L'architecture régionale de sécurité est complexe. La France doit maintenir en les affichant les objectifs d'intégration dans les organisations régionales de sécurité, y compris à moyen et long terme à l'ADMM +, qui réunit les ministres de la Défense. A court terme l'obstacle linguistique doit être contourné pour permettre l'adhésion à l'organisation de lutte contre la piraterie maritime ReCAAP qui ouvre des possibilités de coopérations pratiques. La France peut aussi utilement se positionner sur les coopérations en matière de sécurité « douce », notamment en participant au nouveau centre HADR de lutte contre les catastrophes naturelles, sur le modèle de la participation à l'IFC où la France dispose d'un officier de liaison.

Le dispositif français étant ce qu'il est, il conviendrait de l'ajuster pour développer une diplomatie humanitaire qui fait défaut et bien structurer, notamment, une diplomatie militaire d'échanges bilatéraux, des coopérations structurelle et opérationnelle (formation), des escales régulières dans les ports de la région, des partenariats logistiques. Les marges de progression sont importantes.

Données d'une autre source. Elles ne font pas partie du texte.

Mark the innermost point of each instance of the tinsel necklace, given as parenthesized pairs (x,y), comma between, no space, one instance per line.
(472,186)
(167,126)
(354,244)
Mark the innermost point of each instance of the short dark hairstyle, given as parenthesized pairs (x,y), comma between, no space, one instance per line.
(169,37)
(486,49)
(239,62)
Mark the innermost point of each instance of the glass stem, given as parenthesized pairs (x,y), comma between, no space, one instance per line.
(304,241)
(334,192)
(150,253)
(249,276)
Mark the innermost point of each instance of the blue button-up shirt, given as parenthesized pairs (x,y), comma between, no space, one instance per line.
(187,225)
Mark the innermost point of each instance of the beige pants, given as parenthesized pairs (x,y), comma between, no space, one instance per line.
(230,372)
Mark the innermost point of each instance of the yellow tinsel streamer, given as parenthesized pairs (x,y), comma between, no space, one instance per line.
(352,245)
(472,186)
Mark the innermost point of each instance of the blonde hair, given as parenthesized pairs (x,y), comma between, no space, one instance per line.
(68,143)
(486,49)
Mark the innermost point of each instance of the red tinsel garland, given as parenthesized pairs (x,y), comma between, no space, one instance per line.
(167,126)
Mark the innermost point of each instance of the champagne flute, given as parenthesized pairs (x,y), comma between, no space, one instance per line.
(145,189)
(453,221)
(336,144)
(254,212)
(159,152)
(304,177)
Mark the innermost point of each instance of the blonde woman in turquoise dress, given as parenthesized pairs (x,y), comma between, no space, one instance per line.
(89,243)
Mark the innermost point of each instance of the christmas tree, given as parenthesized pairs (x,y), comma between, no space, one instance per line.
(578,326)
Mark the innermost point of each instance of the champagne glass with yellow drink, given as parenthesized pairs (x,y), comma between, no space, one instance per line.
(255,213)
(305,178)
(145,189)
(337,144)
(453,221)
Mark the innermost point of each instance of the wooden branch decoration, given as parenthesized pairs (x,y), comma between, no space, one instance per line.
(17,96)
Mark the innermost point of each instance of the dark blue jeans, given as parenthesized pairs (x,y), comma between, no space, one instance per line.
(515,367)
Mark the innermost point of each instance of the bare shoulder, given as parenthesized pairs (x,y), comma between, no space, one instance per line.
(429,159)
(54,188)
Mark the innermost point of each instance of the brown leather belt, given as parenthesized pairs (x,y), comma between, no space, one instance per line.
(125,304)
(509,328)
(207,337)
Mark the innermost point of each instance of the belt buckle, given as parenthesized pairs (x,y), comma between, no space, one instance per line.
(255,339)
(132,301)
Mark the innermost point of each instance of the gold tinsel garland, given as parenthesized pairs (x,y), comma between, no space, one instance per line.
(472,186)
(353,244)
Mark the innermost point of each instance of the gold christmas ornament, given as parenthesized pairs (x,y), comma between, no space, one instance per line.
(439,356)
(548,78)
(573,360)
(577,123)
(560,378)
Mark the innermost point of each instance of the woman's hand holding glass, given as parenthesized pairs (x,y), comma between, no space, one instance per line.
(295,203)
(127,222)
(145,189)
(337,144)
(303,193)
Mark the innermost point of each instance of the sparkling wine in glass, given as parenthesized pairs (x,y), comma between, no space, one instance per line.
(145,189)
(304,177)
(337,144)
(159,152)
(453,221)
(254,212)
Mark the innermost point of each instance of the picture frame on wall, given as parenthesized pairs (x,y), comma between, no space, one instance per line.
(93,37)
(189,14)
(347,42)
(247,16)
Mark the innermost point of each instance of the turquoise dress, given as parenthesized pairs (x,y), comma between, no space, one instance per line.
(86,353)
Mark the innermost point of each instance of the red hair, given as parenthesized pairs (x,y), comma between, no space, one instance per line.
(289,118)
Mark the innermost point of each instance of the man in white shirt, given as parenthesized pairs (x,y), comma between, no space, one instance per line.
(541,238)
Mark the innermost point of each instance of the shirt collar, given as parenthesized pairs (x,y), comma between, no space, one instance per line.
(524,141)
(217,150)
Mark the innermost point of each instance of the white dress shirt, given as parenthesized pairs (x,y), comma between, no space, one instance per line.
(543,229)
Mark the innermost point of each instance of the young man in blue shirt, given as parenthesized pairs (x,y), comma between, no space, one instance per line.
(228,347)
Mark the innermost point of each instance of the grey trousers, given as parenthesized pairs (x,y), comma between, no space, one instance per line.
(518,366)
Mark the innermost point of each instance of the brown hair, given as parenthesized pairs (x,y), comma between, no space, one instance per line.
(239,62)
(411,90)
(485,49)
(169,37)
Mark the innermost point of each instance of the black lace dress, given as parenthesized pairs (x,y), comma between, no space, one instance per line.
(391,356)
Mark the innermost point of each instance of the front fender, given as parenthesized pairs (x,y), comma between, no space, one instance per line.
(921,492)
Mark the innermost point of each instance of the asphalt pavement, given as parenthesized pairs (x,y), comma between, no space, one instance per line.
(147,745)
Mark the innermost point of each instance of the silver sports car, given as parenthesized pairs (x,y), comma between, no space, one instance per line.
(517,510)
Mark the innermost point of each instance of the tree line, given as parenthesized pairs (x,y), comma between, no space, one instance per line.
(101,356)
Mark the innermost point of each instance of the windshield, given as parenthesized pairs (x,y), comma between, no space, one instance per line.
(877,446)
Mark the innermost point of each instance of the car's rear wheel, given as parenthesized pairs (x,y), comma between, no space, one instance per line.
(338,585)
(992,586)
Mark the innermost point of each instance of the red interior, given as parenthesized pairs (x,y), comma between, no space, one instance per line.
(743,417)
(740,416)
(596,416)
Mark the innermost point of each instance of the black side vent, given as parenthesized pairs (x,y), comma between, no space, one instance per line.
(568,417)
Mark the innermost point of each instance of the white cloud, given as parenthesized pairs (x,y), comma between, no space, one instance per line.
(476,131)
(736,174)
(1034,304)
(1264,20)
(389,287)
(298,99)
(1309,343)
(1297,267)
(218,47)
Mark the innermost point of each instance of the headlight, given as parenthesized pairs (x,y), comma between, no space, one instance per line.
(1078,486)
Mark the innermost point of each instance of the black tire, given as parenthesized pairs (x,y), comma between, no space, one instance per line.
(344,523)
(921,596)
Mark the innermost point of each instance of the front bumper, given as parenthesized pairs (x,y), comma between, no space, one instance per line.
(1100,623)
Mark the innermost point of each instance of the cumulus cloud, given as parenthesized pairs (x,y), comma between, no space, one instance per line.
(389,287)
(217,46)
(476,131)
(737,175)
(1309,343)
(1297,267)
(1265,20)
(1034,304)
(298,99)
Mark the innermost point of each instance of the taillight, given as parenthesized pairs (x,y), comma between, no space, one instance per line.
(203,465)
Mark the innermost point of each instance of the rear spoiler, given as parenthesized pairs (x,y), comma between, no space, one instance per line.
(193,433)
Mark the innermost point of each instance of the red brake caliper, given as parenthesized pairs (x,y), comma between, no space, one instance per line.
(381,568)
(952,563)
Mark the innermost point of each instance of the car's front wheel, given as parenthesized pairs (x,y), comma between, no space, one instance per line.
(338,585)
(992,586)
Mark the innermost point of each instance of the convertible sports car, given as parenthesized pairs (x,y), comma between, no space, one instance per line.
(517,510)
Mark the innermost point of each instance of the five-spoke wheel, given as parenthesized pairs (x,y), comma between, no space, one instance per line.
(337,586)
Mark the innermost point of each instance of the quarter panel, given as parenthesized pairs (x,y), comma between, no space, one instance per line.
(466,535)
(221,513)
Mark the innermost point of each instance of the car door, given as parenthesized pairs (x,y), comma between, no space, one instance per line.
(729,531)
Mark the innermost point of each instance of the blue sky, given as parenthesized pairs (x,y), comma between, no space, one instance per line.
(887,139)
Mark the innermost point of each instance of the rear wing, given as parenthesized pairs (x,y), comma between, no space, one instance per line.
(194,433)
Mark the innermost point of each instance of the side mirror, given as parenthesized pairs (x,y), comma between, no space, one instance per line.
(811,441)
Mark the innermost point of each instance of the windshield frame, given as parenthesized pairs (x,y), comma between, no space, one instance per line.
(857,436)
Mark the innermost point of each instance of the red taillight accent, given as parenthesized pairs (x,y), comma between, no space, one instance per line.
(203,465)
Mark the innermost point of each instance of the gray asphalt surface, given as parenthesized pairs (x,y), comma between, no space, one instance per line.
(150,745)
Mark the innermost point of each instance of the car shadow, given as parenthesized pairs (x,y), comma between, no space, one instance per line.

S'agissant de la diplomatie économique, nécessaire aussi pour exister sur le plan politique, plusieurs propositions sont formulées. D'abord, comme dans tous les émergents, il faut diversifier l'offre, capter les marchés de classes moyennes soucieuses de qualité et de sécurité, et répondre aux énormes besoins en infrastructures. L'offre française a un problème de compétitivité qui appelle un accompagnement financier et technique des projets : c'est la valeur ajoutée de l'AFD avec le financement dans la durée, mais aussi peut-être une réflexion à conduire sur un partenariat avec le Japon qui dispose de financements importants.

Les marchés d'Asie du Sud-Est ne sont pas simples et très divers. Il est opportun d'optimiser les ressources de l'équipe France et le dispositif de sélection des entreprises, surtout en région, en ciblant les entreprises qui ont déjà eu une expérience à l'export, en Europe notamment, et les entreprises sous-traitantes d'un contrat. Sensibiliser à la question de l'adéquation du marché. Une présence locale, en partenariat de préférence, une offre adaptée à la demande, une parfaite connaissance de l'environnement des affaires et des particularités de chaque pays sont indispensables.

Un dernier point me semble important : il s'agit des liens entre les milieux d'affaires français et des pays de la région, pour renforcer la présence française et accroître l'attractivité du territoire français pour les investissements en provenance d'Asie du Sud-Est qui sont appelés à augmenter dans les années qui viennent. Le fonds singapourien aujourd'hui doit être une cible, mais il faut aussi préparer l'avenir en identifiant et approchant les familles, les entreprises etc. susceptibles d'investir dans 10 ans. Les communautés biculturelles installées en France sont un atout et on pourrait utilement créer des entités de type conseils mixtes des affaires, adossés à nos partenariats stratégiques.

La diplomatie économique doit se déployer partout car il y des opportunités partout. Un représentant spécial a été nommé et c'est une bonne chose. Mais sur le plan politique, il faut garder à l'esprit le contexte stratégique. La position de neutralité bienveillante de la France dans les contentieux, avec le souci de renforcer son partenariat avec la Chine, sera-t-elle tenable à long terme ? La situation est incertaine, il faut conserver cette position autant que possible, mais être prêt à parer à toute évolution en réfléchissant au jeu d'alliances qu'on met en place. Les coopérations de défense nous engagent. C'est aussi parce que l'avenir est incertain et que les Etats ne veulent pas être enfermés dans le G2 (Etats-Unis-Chine) qu'il y a une place pour la France.